On the island of Fanø, Denmark, Lenschow & Pihlmann has completed a new single-family dwelling inspired by the traditional longhouse typology. With its elongated shape, the vernacular architecture style stems from the need to offer protection from the island’s harsh prevailing winds while housing both barn and accommodation under one continuous roof. In reference to these longhouses, which date back to Viking times, House on Fanø can be seen as a contemporary interpretation of the typology.
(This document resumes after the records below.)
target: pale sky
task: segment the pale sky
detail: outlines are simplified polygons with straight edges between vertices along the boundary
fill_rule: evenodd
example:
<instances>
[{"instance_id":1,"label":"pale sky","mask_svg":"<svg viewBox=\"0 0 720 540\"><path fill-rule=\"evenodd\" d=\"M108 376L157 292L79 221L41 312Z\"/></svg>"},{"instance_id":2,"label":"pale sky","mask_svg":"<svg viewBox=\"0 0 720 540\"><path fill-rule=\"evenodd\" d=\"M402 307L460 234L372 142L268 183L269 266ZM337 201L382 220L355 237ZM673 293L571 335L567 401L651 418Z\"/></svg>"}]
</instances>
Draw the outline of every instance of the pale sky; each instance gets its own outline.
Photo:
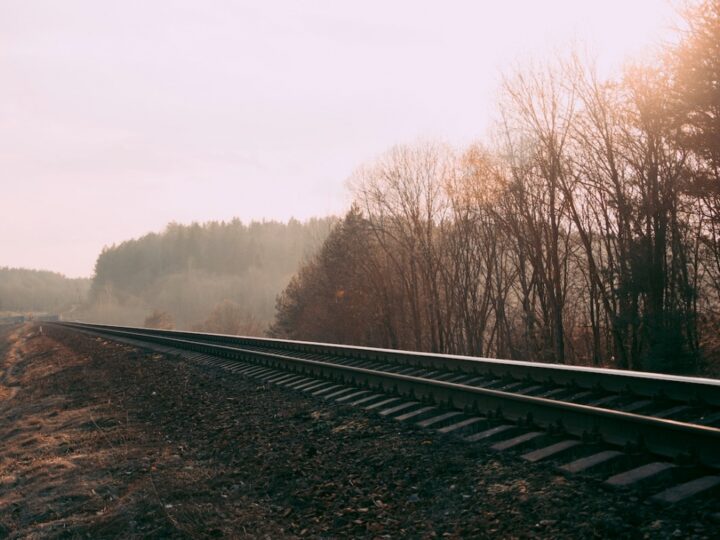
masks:
<instances>
[{"instance_id":1,"label":"pale sky","mask_svg":"<svg viewBox=\"0 0 720 540\"><path fill-rule=\"evenodd\" d=\"M0 0L0 266L91 276L170 221L341 214L398 143L483 139L501 74L608 73L669 0Z\"/></svg>"}]
</instances>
The traditional longhouses on Fanø island were orientated from east to west to protect from the prevailing west winds. They were also characterized by simple and robust detailing with clear functions and an honest application of materials. The composition of Lenschow & Pihlmann‘s design reflects this with the main social areas positioned in the center of the long volume, which are book-ended by bedrooms at either side. The central kitchen, living and dining room is double height, offering a bright and airy space. There is also a mezzanine level that provides a cozy living space with a picture-frame window. The combination of the materials used here is very peculiar and unusual, it makes interiors catchy though they are pretty minimalist.
From the terracotta red render on the elevations to the clay blocks and natural timber applied within the interior, the selection of materials creates a warm and inviting dwelling. This sense of a home as shelter is further emphasized by the deep roof pitch and large overhangs, which together reference the vernacular typology while also providing a contemporary living space on the wadden sea isle.